EM-Quali geschafft "Basketball-Deutschland lebt" — doch es gibt viel zu diskutieren

Leiden · Mit einer starken Leistung im Entscheidungsspiel in den Niederlanden haben die deutschen Basketballer das EM-Ticket gelöst. Nach der insgesamt enttäuschenden Qualifikation gibt es aber Gesprächsbedarf.

 Bundestrainer Chris Fleming.

Bundestrainer Chris Fleming.

Foto: dpa, a pil hak

Das Desaster war gerade erst verhindert, da machte sich Chris Fleming auch schon hastig auf den Weg. "Ich fahre nach Hause. Meine Frau steht kurz vor der Entbindung", sagte der Bundestrainer und entließ seine Basketballer alleine in die Partynacht. Die Anspannung hatte sich bei allen Beteiligten nach dem erfolgreichen Ende der mehr als holprigen EM-Qualifikation schnell gelöst.

"Das ist hoffentlich der Anfang einer langen Reise", sagte Paul Zipser und dachte dabei schon an das kommende Jahr. Durch die überzeugende Leistung beim 82:51 (40:26) im Entscheidungsspiel bei Gastgeber Niederlande in Leiden darf der 22-Jährige von NBA-Klub Chicago Bulls mit seinem Team an der EuroBasket 2017 teilnehmen. Dabei hatte es in den vergangenen Wochen lange ausgesehen, als würde es schiefgehen.

Nach der Pleite in Dänemark machte es Klick

Fleming weiß, dass es Gesprächsbedarf gibt. "Wir hatten sehr wacklige Phasen, darüber braucht man nicht groß diskutieren", sagte der Amerikaner. Dennoch habe es nie Zweifel gegeben: "Was ich an unserer Mannschaft super fand, war, dass sie in schwierigen Zeiten alle Nebengeräusche ausgeblendet hat."
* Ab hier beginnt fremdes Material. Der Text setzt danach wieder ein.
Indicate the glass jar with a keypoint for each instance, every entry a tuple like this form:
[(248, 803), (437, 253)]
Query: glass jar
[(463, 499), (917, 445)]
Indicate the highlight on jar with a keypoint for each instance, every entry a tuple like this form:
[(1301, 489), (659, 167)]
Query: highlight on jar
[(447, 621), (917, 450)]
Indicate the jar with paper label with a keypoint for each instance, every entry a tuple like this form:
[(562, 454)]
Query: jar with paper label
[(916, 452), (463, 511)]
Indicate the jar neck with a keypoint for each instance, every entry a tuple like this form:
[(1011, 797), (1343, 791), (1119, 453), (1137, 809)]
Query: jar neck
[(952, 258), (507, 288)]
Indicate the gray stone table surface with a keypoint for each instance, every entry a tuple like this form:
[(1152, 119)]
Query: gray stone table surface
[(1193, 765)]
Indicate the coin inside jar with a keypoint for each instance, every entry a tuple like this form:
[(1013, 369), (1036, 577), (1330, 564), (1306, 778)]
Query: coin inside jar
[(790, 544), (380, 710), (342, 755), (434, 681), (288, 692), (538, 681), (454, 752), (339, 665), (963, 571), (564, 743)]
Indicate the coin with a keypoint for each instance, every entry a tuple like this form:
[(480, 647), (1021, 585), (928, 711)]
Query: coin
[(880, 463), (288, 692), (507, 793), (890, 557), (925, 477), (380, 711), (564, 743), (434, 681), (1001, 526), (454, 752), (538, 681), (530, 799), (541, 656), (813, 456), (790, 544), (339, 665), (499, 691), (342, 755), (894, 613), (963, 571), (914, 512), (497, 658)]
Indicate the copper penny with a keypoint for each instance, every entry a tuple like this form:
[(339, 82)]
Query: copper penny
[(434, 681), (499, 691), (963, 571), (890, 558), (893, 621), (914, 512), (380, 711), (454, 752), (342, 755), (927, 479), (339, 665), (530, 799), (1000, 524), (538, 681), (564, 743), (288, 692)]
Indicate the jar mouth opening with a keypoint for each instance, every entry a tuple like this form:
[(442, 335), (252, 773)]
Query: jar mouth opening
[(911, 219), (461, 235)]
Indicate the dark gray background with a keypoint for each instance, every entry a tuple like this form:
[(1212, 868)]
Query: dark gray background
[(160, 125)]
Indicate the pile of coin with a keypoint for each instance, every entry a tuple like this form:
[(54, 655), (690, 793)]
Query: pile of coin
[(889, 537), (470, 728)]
Es gab rund um die Spiele gegen die Nachbarn Niederlande, Österreich und Dänemark reichlich Diskussionen. Vor allem nach der peinlichen Niederlage im hohen Norden. "Einstellung und Kampf haben nicht gestimmt", sagte Zipser, danach habe es bei den Spielern allerdings "Klick gemacht". "Manchmal braucht man solche Ereignisse, um zu wachsen. Ich hätte aber auch ohne leben können", erklärte Fleming und lachte.
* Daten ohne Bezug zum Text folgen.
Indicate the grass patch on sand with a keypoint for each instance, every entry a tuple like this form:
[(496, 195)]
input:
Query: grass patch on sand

In Leiden wurde nicht lange gezittert. Schnell waren die Kräfteverhältnisse klar, weil die Mannschaft endlich ihre Klasse abrief. "Die Jungs haben gezeigt, dass Basketball-Deutschland lebt", lobte Ingo Weiss, Präsident des Deutschen Basketball Bundes (DBB). Er gab aber auch zu: "Das war ein harter Sommer für alle."

Dass die Leistungen oftmals nicht stimmten, ist dem 52-Jährigen bewusst. Für den Angriff aus der Bundesliga kurz vor dem letzten Spiel zeigte der DBB-Boss aber kein Verständnis. "Ich finde diese Kritik absolut fruchtlos", sagte Weiss, nachdem Michael Stoschek, Aufsichtsratsvorsitzender bei Meister Brose Bamberg, von unprofessionellen medizinischen Bedingungen rund um das Nationalteam gesprochen hatte.
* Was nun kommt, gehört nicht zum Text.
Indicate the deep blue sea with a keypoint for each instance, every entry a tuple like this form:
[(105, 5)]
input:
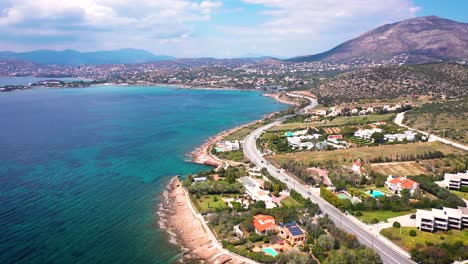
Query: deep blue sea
[(4, 81), (81, 170)]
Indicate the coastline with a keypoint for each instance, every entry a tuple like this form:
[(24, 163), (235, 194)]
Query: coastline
[(188, 229), (176, 212), (202, 155)]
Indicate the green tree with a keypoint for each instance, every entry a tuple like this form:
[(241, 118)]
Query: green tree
[(378, 137), (326, 242)]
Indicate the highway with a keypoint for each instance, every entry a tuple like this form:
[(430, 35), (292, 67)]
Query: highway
[(388, 251)]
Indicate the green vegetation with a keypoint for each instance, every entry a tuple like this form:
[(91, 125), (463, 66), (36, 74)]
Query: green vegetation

"Auch wenn wir gewinnen, werden wir analysieren. Auch dann werden wir gucken. Dann wird es Einzelgespräche geben", hatte Weiss schon vor dem Abschluss angekündigt. Wichtigstes Thema werden wohl die vielen Absagen sein. "Wir müssen uns darüber unterhalten, warum einige Spieler nicht gekommen sind. Liegt es an den Vereinen? Liegt es daran, dass sie nicht können? Liegt es vielleicht am DBB? Das ist auch möglich", sagte Weiss.

Strafen seien keine Lösung: "Wenn ich sage, du sollst nicht rauchen, stellst du dich hinter eine Ecke und rauchst. Ich muss das Bewusstsein einpflanzen: Nationalmannschaft ist geil, da muss ich hin", sagte Weiss. Fleming wollte nach dem Spiel nicht über die Spieler reden, die abgesagt hatten oder wie Tibor Pleiß während der Qualifikation abgereist waren.

Am 22. November entscheidet sich in der Türkei, wie die Vorrundengegner bei der 40. EM heißen. Gespielt wird in Cluj/Rumänien, Helsinki/Finnland, Tel Aviv/Israel und Istanbul/Türkei, wo auch die Finalrunde stattfindet. Ob sich das Gesicht des Teams bis dahin verändert, da vielleicht einige Spieler zurückkommen, kann Fleming nicht sagen. "Ich weiß es nicht. Wenn es diese Mannschaft ist, dann ist es diese Mannschaft."